# Anyone finding fish still?



## goldfishmurderer (Jul 1, 2008)

Has anyone been finding fish in the lakes lately? I haven't been out in about three weeks and am itching to try again, is it worth it in the lakes or are they not even sitting in the shallows anymore?


----------



## gunattic (Jan 9, 2005)

yup, but kinda deep under the water while freediving..


----------



## goldfishmurderer (Jul 1, 2008)

nice...I see you're from hillsboro. i'm in gf. where are you spearfishing those big guys around there?


----------



## gunattic (Jan 9, 2005)

that was an 800 mile fish this past weekend... lake oahe near pierre, sd ... ahhhhh but worth it. only had one good day of diving out of three. did get some nice walleyes too, nice to be in a state where you can actually shoot something worth eating. hopefully I'll be looking at a big carp like that one nearer perham or ottertail this weekend.


----------



## Jeff Zierden (Jan 27, 2006)

Yep there is still fish shallow. The trick is to find a lake that is clear enough to be able to see more then 6" down. Most lakes around here are in a full algea bloom.


----------



## weasle414 (Dec 31, 2006)

Jeff Zierden said:


> Yep there is still fish shallow. The trick is to find a lake that is clear enough to be able to see more then 6" down. Most lakes around here are in a full algea bloom.
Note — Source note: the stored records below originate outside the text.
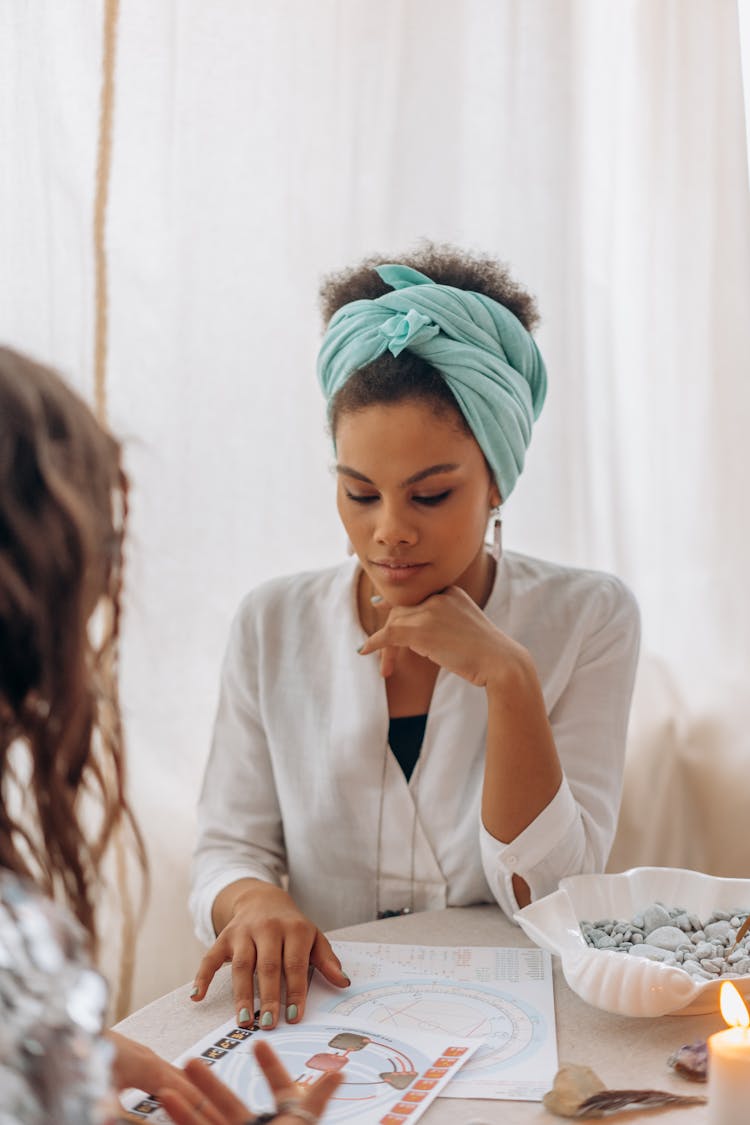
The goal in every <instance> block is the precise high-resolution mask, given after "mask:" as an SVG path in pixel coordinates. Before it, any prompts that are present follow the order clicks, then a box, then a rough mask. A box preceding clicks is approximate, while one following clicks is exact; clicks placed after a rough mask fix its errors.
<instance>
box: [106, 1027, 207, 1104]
mask: <svg viewBox="0 0 750 1125" xmlns="http://www.w3.org/2000/svg"><path fill="white" fill-rule="evenodd" d="M105 1034H106V1037H107V1038H108V1039H109V1042H110V1043H111V1044H112V1045H114V1047H115V1059H114V1060H112V1086H114V1087H115V1089H116V1090H127V1089H129V1088H130V1087H135V1089H137V1090H145V1091H146V1092H151V1093H153V1091H154V1090H157V1089H159V1088H160V1087H162V1086H169V1087H171V1088H172V1089H175V1090H179V1091H181V1092H182V1093H183V1095H189V1093H190V1082H189V1081H188V1079H187V1078H186V1077H184V1074H183V1072H182V1071H181V1070H180V1068H179V1066H173V1065H172V1063H171V1062H168V1061H166V1059H162V1056H161V1055H157V1054H156V1052H155V1051H152V1050H151V1047H145V1046H144V1045H143V1043H136V1042H135V1041H134V1039H128V1038H127V1036H125V1035H120V1034H119V1032H106V1033H105Z"/></svg>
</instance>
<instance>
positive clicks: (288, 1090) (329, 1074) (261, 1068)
mask: <svg viewBox="0 0 750 1125" xmlns="http://www.w3.org/2000/svg"><path fill="white" fill-rule="evenodd" d="M254 1050H255V1057H256V1059H257V1062H259V1063H260V1066H261V1070H262V1071H263V1073H264V1075H265V1078H266V1080H268V1083H269V1086H270V1087H271V1091H272V1093H273V1098H274V1100H275V1104H277V1106H278V1107H280V1108H281V1109H283V1104H284V1101H287V1102H288V1104H289V1102H293V1105H295V1106H296V1107H298V1108H299V1110H300V1113H299V1114H295V1113H283V1111H281V1113H279V1115H278V1116H277V1117H274V1118H273V1122H274V1125H300V1120H308V1122H317V1119H318V1117H319V1116H320V1114H322V1113H323V1110H324V1109H325V1107H326V1104H327V1102H328V1099H329V1098H331V1095H332V1093H333V1091H334V1090H335V1089H336V1087H337V1086H338V1083H340V1082H341V1079H342V1075H341V1073H340V1072H336V1071H327V1072H326V1073H325V1074H323V1075H322V1077H320V1078H318V1079H317V1081H315V1082H313V1083H311V1084H310V1086H308V1087H306V1088H305V1089H304V1090H302V1091H301V1092H300V1090H299V1088H298V1087H297V1086H296V1084H295V1082H293V1080H292V1079H291V1077H290V1075H289V1072H288V1071H287V1069H286V1068H284V1065H283V1063H282V1062H281V1060H280V1059H279V1056H278V1055H277V1054H275V1052H274V1051H273V1050H272V1048H271V1045H270V1044H269V1043H263V1041H262V1039H261V1041H260V1042H257V1043H256V1044H255V1047H254ZM184 1073H186V1075H187V1078H188V1079H190V1082H191V1083H192V1084H193V1087H195V1093H196V1097H195V1099H193V1098H192V1096H189V1097H188V1096H186V1095H184V1092H183V1091H180V1092H178V1091H177V1090H175V1089H172V1088H171V1087H166V1088H164V1089H161V1090H159V1091H157V1092H156V1097H157V1098H159V1100H160V1101H161V1102H162V1105H163V1106H164V1109H166V1111H168V1114H169V1115H170V1117H171V1118H172V1120H173V1122H175V1123H177V1125H252V1123H253V1118H252V1116H251V1114H250V1110H249V1109H247V1107H246V1106H245V1105H244V1104H243V1102H242V1101H241V1100H240V1098H237V1097H235V1095H234V1093H233V1092H232V1091H231V1090H229V1089H228V1087H226V1086H225V1084H224V1082H220V1081H219V1079H218V1078H217V1077H216V1074H214V1073H211V1069H210V1066H206V1065H205V1063H202V1062H200V1060H198V1059H191V1060H190V1062H189V1063H187V1064H186V1068H184Z"/></svg>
Ah, but it's the lakes with the algae bloom that can produce some of the best fish in my area! You just need to look a little harder. They seem to pop up at the weirdest times so be on your guard and you can find a lot of big fish.


----------



## Jeff Zierden (Jan 27, 2006)

Good call Alex! I have a spot scoped out for tomorrow that looks stellar!! Drove by tonight and saw probly 50 carp with their back fins sticking out of the water feeding in a shallow bay. It could get bloody tomorrow!

If I can hit anything :eyeroll:


----------



## gunattic (Jan 9, 2005)

a dive buddy called today.. said one at 26lbs.. and a half dozen between 19 and 23lbs.. I forgot to ask him how deep.. but he was in a lake and it sounded like he had to swim down and not move in order to get the big ones to come in close.. I'm guessing somewhere between 10 and 20' or so. I know he said he was going to shorten his float line from 60' to 30' for tomorrow, so they had to have been less than 30' deep.


----------



## tsodak (Sep 7, 2002)

Just got home from my first night try.... not a fish in sight. Big storm here this week that may have moved them around.

Tom


----------